Provocation from DPRK will deepen isolation: Obama
Updated: 2012-05-01 08:57
WASHINGTON - US President Barack Obama said on Monday, amid speculation that Pyongyang may soon conduct another nuclear test, that further provocation from the Democratic People's Republic of Korea (DPRK) will deepen its isolation from the international community.
US President Barack Obama smiles during a news conference with Japanese Prime Minister Yoshihiko Noda (not in photo) in the East Room of the White House in Washington April 30, 2012. [Photo/Agencies]
"The more you engage in provocative acts, the more isolated you will become, the stronger sanctions will be in place, the more isolated you will be diplomatically, politically and commercially," Obama said at a joint press conference with visiting Japanese Prime Minister Yoshihiko Noda, commenting on the DPRK issue.
"What I've tried to do since I came into office is to make sure that North Koreans understand that the old pattern of provocation that then gets attention and somehow insists on the world purchasing good behavior from them -- that that pattern is over," he noted.
While refusing to make any prediction regarding the nuclear test, Obama urged Pyongyang to abide by its international responsibilities and international norms.

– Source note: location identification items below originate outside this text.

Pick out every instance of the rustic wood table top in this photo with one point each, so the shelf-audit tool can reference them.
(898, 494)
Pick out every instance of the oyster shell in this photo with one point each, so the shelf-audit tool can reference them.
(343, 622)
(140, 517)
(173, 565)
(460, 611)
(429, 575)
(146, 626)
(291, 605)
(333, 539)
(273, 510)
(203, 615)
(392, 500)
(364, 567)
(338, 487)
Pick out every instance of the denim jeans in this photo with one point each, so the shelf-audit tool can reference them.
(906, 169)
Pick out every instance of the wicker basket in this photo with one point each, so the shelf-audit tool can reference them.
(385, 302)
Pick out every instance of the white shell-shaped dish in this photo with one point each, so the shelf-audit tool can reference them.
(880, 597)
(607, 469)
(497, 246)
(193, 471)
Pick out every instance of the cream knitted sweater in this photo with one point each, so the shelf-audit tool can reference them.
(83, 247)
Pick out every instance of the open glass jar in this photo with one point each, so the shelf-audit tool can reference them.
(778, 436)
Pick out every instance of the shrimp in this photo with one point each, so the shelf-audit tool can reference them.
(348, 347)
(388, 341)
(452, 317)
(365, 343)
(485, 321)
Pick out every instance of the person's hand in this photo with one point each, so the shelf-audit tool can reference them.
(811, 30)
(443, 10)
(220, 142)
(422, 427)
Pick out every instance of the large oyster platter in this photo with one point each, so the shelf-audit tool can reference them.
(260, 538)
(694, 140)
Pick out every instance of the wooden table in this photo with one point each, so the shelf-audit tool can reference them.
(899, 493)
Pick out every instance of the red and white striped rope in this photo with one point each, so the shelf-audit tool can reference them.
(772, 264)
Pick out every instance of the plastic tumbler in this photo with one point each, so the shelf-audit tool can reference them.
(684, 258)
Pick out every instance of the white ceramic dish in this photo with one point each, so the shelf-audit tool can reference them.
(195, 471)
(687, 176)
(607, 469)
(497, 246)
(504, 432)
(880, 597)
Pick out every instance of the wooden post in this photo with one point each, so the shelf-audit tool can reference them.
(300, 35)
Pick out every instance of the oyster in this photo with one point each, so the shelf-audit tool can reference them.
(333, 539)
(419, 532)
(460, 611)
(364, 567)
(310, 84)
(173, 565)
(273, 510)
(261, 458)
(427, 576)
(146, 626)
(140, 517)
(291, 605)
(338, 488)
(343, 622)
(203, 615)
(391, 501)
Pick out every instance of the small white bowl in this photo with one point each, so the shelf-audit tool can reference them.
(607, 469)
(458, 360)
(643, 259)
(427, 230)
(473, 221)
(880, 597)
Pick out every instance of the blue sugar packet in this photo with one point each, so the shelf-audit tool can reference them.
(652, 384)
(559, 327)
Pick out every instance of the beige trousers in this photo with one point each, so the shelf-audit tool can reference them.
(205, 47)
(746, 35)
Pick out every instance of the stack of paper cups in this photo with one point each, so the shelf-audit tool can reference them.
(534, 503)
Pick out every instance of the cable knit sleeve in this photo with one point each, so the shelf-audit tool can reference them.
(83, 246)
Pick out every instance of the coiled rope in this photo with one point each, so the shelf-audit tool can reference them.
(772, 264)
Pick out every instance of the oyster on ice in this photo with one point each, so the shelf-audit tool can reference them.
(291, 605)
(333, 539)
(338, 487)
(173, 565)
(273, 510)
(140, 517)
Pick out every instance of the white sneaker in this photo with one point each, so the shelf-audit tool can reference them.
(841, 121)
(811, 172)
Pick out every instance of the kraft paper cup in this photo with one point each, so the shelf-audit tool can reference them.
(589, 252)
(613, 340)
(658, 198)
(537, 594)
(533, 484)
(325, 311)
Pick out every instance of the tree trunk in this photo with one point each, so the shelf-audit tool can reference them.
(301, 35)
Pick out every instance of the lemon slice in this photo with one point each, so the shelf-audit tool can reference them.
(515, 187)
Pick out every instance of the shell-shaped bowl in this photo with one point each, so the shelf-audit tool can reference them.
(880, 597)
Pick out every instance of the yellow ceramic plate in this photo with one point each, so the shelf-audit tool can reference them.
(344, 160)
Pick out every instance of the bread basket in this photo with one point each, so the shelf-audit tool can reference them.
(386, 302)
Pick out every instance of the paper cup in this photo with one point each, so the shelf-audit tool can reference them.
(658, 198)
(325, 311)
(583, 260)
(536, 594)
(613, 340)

Noda, for his part, said that given its record in the past, there is a "great possibility" that the DPRK will conduct another nuclear test.
"I believe the international community all together will need to call for restraint on the part of DPRK," he said.
Last month, the DPRK announced its plan to launch in April an "earth observation" satellite, or the Kwangmyongsong-3, using a long-range rocket to mark the 100th birthday of its late leader Kim Il-Sung.
On April 13, the DPRK confirmed that the earth observation satellite launched earlier the day failed to enter orbit.